OSM receptor type II interacts with a protein called oncostatin M (OSM). Signaling triggered by OSM was first recognized to block the growth of cancerous cells and appears to play a role in many other body processes, including the development of blood cells, the maturation of cells to become certain cell types, and an immune system response called inflammation. The signaling may also block the self-destruction (apoptosis) of cells.
The IL-31 receptor interacts with a protein called IL-31. Signaling triggered by IL-31 is involved in inflammation and stimulating itching (pruritus), although its role is not completely understood.

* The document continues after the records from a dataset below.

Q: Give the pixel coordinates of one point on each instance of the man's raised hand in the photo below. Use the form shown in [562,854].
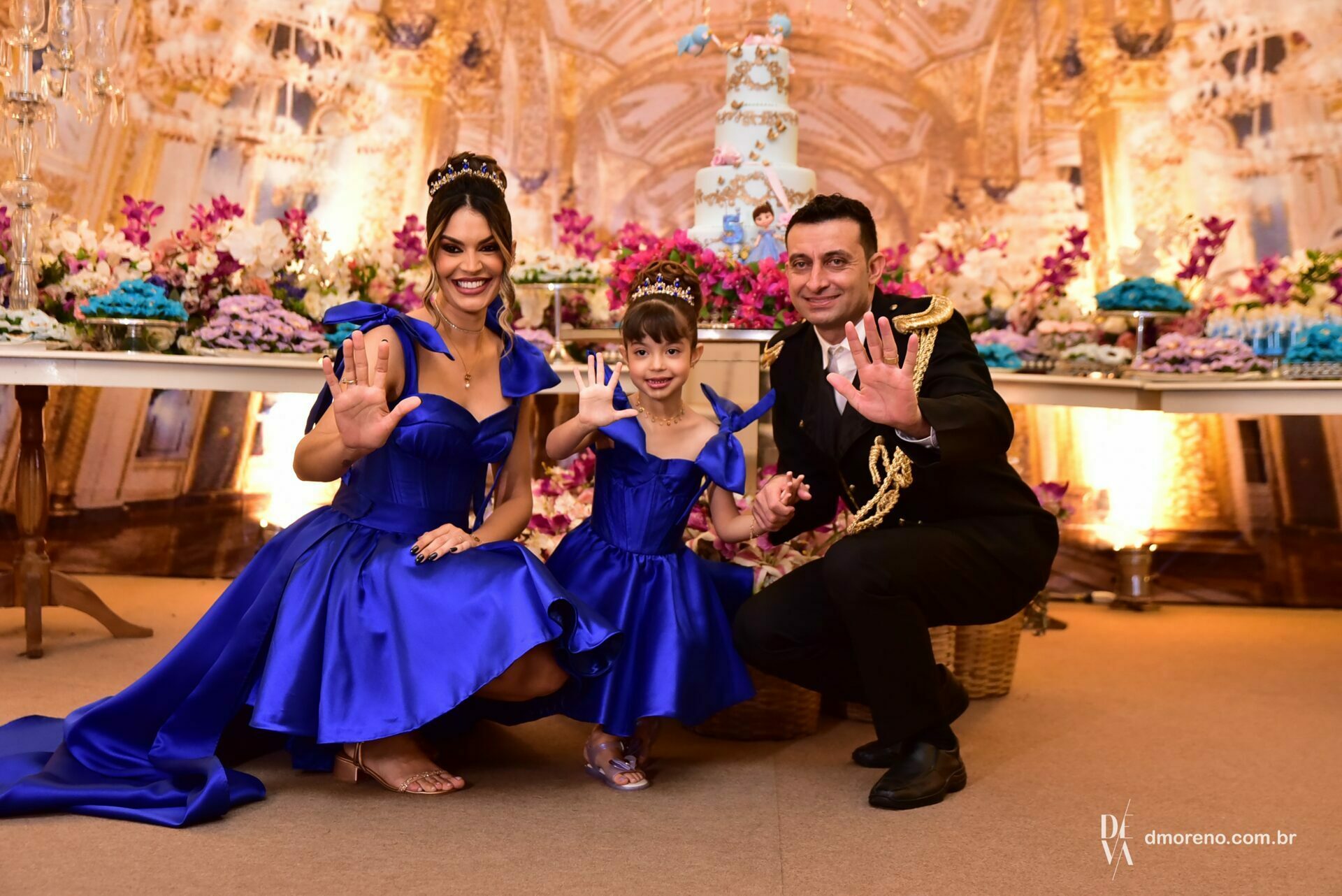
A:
[359,401]
[888,395]
[596,396]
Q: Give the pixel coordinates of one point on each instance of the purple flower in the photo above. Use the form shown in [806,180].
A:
[140,216]
[220,210]
[1206,249]
[410,246]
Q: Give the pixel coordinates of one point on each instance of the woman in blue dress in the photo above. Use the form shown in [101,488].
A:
[401,604]
[655,458]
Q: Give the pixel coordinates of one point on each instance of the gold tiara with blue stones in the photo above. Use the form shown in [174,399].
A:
[450,175]
[662,287]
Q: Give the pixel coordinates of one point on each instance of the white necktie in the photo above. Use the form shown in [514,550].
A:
[832,366]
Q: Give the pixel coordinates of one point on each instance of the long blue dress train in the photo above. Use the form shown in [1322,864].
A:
[332,633]
[634,568]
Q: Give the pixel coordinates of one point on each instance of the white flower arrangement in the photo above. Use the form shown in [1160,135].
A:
[1094,353]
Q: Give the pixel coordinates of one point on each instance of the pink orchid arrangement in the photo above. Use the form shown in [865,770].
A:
[561,499]
[898,280]
[259,324]
[575,232]
[1057,274]
[1053,497]
[746,296]
[140,219]
[189,263]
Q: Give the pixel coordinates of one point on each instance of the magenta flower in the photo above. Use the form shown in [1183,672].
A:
[220,210]
[1051,498]
[410,246]
[575,233]
[1206,249]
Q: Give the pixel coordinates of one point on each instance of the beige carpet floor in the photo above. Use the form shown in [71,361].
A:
[1196,719]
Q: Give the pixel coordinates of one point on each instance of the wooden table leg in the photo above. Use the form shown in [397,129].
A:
[31,582]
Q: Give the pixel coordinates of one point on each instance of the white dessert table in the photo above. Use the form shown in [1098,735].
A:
[31,584]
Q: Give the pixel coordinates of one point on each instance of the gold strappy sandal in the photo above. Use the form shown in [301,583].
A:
[348,769]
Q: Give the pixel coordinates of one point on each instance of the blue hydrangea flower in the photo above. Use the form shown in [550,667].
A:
[1142,294]
[341,333]
[1321,344]
[134,299]
[996,354]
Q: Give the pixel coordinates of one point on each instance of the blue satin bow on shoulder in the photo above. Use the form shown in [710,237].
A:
[723,458]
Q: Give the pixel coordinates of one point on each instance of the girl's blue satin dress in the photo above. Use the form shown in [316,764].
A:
[631,564]
[332,633]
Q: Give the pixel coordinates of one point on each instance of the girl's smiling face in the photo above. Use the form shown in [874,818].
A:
[661,369]
[470,262]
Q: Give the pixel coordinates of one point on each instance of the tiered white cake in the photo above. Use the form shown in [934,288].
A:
[758,125]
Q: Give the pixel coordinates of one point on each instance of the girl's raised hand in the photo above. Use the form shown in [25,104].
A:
[596,396]
[359,401]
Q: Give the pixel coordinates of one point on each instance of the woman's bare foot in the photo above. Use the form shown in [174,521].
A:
[402,757]
[602,749]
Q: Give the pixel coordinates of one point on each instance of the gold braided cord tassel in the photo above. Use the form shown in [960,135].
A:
[898,468]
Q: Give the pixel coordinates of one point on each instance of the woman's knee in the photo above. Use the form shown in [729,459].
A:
[753,628]
[547,678]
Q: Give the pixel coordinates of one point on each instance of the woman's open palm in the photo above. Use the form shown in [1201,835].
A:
[359,401]
[596,396]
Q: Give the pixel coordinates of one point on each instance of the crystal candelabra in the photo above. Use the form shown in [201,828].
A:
[78,39]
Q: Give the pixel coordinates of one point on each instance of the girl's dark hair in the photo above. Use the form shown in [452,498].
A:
[665,318]
[485,196]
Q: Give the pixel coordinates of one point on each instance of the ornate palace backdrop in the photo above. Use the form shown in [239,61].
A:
[1025,116]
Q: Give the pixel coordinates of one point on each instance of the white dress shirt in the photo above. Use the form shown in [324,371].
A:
[837,357]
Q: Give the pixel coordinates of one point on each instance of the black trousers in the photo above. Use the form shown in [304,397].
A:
[856,621]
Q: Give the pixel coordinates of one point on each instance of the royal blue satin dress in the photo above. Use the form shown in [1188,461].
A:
[631,564]
[332,633]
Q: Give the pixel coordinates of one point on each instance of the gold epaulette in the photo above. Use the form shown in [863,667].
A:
[771,354]
[939,312]
[891,472]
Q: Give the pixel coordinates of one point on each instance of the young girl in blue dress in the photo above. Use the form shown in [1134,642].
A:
[363,621]
[628,560]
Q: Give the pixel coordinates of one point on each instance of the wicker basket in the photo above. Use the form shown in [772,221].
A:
[779,711]
[986,656]
[944,651]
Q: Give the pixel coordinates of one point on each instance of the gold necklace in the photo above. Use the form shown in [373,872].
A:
[442,317]
[461,357]
[662,421]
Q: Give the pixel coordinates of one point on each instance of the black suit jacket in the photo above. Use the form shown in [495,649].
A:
[965,482]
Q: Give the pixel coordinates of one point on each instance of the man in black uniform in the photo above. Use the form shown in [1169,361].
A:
[967,544]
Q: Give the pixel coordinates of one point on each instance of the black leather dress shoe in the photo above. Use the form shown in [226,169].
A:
[955,700]
[921,777]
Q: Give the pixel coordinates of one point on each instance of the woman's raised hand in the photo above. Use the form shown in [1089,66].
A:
[596,396]
[359,401]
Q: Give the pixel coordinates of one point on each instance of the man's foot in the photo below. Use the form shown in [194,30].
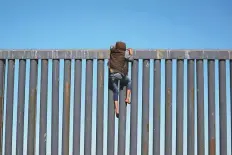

At least 13 mutations in the OSMR gene have been found to cause primary localized cutaneous amyloidosis (PLCA) type 1, an itchy skin condition in which clumps of abnormal proteins called amyloids build up in the skin. These mutations change single protein building blocks (amino acids) in OSMRβ. Most alter a region of the protein thought to interact with the other subunit of the OSM receptor type II or the IL-31 receptor and may impair formation of these receptors.
OSMR gene mutations reduce the chemical signals triggered by OSM and IL-31. Researchers speculate that this reduced signaling may make cells more likely to undergo apoptosis. Some studies suggest that apoptosis of skin cells releases abnormal proteins that form amyloids. It has been suggested that apoptosis is triggered by scratching the itchy skin, but the role of OSMR gene changes in skin itching is not clear.